Within the Andean and Lomas ecosystems, we identified species with the highest absolute horizontal and elevational distribution shifts (Figure S2) and species that are expected to lose their habitat under future SSP scenarios (Table S2). Moreover, we used binary maps to examine the effects of habitat change on characteristic Lomas species, including Heliotropium arborescens, Oziroe biflora, Solanum peruvianum, Stenomesson flavum, Tillandsia latifolia, and Trixis cacalioides. These species are present in the Lomas of Lima and play a crucial role in the ecological structure of the region (Table S3). By highlighting the current threats that these species face, particularly in the context of urbanization pressures, this analysis helps us identify plants with potential applications in urban green strategies.
2.5. Statistical analysis
To quantify changes in habitat suitability of all 149 species, we utilized centroid detection along latitude, longitude, and elevation dimensions. Employing the dismo package (Hijmans et al., 2023), we determined the center of gravity for current and future modelled distributions, enabling subsequent distance and angle calculations. The raster package (Hijmans, 2023) facilitated the derivation of total change and percentage between current and future suitable areas. To explore the projected range shifts in both the Andes and Lomas regions, we separately analyzed vertical (elevational) and horizontal shifts under each climate scenario.

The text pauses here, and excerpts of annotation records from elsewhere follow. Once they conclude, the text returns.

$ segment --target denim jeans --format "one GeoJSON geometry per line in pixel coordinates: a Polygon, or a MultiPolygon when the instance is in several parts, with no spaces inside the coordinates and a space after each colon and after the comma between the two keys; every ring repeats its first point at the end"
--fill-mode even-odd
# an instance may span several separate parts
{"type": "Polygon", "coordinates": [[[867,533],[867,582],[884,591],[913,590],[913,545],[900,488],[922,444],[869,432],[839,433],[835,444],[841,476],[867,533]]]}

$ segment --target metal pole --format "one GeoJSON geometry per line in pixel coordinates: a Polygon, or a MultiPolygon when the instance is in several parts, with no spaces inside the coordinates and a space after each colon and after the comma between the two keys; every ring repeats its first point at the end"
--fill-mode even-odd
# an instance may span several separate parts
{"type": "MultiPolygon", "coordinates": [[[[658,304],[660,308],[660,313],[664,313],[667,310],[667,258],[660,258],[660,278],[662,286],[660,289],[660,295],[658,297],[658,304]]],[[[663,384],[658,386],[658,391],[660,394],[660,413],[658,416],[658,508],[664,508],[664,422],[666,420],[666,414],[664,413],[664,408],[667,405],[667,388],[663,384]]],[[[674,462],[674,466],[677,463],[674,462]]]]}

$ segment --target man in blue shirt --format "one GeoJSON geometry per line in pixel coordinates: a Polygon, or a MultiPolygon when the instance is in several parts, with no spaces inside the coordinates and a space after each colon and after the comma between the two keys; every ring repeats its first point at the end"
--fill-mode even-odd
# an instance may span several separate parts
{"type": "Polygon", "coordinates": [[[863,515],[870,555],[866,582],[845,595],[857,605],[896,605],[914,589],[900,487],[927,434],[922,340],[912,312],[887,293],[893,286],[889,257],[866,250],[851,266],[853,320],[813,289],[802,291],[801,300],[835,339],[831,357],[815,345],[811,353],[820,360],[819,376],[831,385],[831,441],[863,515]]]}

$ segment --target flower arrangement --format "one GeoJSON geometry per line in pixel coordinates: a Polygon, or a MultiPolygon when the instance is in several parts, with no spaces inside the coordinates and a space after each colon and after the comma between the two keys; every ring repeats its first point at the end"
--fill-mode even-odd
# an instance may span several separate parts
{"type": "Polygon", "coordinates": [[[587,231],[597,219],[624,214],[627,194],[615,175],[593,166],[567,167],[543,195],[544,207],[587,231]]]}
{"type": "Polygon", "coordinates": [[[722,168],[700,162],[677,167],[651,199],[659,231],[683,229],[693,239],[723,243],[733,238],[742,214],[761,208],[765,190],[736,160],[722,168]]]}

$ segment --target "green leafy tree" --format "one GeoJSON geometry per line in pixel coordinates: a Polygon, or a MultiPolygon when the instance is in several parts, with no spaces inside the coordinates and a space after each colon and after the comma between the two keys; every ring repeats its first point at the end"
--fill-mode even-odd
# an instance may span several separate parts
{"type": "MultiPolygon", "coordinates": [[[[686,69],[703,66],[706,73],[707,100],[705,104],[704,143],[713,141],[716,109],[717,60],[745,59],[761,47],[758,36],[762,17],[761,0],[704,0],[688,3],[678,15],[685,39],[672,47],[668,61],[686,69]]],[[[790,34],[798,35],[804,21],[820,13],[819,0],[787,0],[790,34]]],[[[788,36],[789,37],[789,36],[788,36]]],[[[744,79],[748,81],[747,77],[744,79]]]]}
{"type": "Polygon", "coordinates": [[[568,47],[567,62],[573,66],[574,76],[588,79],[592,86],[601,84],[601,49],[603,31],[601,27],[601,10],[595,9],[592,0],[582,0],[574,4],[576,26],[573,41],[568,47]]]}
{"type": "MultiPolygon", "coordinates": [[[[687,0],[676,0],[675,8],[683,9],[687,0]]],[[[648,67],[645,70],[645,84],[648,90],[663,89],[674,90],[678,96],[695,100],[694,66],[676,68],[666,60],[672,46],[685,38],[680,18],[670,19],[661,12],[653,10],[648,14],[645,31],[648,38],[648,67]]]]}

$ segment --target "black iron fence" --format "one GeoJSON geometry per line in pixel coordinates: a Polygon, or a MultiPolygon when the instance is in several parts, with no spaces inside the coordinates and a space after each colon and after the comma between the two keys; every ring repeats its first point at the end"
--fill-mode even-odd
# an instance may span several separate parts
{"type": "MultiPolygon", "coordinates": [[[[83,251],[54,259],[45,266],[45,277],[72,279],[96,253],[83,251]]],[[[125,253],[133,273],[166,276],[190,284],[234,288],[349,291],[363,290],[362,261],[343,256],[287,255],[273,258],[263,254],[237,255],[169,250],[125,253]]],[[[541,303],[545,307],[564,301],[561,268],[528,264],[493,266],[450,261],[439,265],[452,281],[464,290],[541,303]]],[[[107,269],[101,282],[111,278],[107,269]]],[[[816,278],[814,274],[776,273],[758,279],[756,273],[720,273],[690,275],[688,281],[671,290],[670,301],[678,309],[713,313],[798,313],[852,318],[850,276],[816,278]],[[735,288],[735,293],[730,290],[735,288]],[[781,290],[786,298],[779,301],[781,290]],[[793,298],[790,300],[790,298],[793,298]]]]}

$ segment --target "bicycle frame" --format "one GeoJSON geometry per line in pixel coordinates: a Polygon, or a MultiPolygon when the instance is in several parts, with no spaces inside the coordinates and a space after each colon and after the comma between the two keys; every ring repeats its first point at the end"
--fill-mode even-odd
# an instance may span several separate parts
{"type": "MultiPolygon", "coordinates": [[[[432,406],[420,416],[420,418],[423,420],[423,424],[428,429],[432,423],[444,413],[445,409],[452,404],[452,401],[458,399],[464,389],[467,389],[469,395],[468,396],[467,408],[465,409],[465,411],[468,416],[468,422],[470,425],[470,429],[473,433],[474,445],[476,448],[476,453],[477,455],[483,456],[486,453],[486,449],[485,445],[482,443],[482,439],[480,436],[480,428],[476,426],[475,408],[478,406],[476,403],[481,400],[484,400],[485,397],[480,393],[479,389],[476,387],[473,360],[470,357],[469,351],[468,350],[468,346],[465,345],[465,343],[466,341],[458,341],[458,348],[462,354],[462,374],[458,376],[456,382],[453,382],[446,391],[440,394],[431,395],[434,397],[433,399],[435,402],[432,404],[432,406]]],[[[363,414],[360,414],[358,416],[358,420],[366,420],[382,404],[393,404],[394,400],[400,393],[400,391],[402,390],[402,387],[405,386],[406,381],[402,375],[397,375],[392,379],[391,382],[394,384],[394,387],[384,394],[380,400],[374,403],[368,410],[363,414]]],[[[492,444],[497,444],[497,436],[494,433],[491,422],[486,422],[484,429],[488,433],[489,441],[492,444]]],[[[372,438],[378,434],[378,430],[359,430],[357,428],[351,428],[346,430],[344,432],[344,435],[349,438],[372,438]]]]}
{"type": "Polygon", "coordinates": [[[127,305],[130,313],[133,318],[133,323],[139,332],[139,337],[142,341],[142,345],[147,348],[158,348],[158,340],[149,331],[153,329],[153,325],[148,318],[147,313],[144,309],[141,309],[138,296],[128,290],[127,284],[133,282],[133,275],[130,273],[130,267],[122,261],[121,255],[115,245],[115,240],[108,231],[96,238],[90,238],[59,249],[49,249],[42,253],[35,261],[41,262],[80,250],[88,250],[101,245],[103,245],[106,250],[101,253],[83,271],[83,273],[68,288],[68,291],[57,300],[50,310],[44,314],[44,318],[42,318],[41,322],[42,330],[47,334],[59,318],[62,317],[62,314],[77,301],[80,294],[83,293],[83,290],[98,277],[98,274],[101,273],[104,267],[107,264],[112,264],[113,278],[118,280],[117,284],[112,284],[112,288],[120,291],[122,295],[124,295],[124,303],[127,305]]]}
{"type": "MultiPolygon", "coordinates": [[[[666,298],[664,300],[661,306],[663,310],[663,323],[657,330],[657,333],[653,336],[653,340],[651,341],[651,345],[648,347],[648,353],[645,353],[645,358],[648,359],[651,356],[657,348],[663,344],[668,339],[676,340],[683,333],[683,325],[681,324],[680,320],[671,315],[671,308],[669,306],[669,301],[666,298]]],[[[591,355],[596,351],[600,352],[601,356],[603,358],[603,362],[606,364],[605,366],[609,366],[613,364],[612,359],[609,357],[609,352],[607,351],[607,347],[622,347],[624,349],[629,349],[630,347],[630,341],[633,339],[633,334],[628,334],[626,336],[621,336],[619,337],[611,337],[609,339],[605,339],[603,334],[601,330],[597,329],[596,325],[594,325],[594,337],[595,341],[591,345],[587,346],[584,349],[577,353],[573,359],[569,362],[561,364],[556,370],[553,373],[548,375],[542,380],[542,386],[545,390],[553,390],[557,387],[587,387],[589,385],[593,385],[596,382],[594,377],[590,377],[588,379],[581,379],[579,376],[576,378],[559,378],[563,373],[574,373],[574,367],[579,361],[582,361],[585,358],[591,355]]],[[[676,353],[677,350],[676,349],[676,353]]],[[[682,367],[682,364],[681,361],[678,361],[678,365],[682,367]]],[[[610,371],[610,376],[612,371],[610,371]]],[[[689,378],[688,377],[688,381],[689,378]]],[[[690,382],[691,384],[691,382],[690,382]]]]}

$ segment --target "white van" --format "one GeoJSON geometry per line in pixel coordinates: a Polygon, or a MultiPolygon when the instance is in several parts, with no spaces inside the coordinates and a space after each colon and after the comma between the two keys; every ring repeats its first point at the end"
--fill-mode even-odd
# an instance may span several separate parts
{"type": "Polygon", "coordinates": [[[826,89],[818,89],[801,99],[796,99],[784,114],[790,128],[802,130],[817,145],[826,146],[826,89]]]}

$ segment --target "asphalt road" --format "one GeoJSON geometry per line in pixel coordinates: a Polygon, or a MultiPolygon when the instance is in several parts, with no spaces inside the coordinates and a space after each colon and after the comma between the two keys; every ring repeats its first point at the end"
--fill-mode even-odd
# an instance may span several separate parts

Our aim was to discern significant differences between scenarios, highlighting their critical impact on species distribution. Due to the non-normal distribution of our data, we opted for the Wilcoxon signed-rank test, considering a specific paired experimental design in this case. Additionally, to evaluate the expected changes in species distribution between low-, middle-, and high-elevation species, we employed the Kruskal-Wallis test and Dunn's post hoc test with Benjamini-Hochberg adjustment to correct for false discovery rates. Similarly, with respect to endemic status, we investigated the range shift distances for both endemic and non-endemic species using the Mann-Whitney test. These analyses, considering both elevation and endemic status, were conducted separately for each scenario and each region (Andes and Lomas). Finally, we assessed habitat suitability changes under a 10% occurrence threshold, calculating total changes in suitable habitat area (and percentage change) for the Andes and Lomas under the two future scenarios using the Wilcoxon signed-rank test for paired designs. This analysis of suitable habitat changes also considered species elevation and endemic status in both regions, employing Kruskal-Wallis and Mann-Whitney tests, respectively. We used a significance level (α = 0.05) for all analyses in this study. All aspects of the analysis, from statistical tests to visualizations, were conducted in RStudio (version 4.3.0), and binary map arrangements were performed with QGIS (version 3.28.2).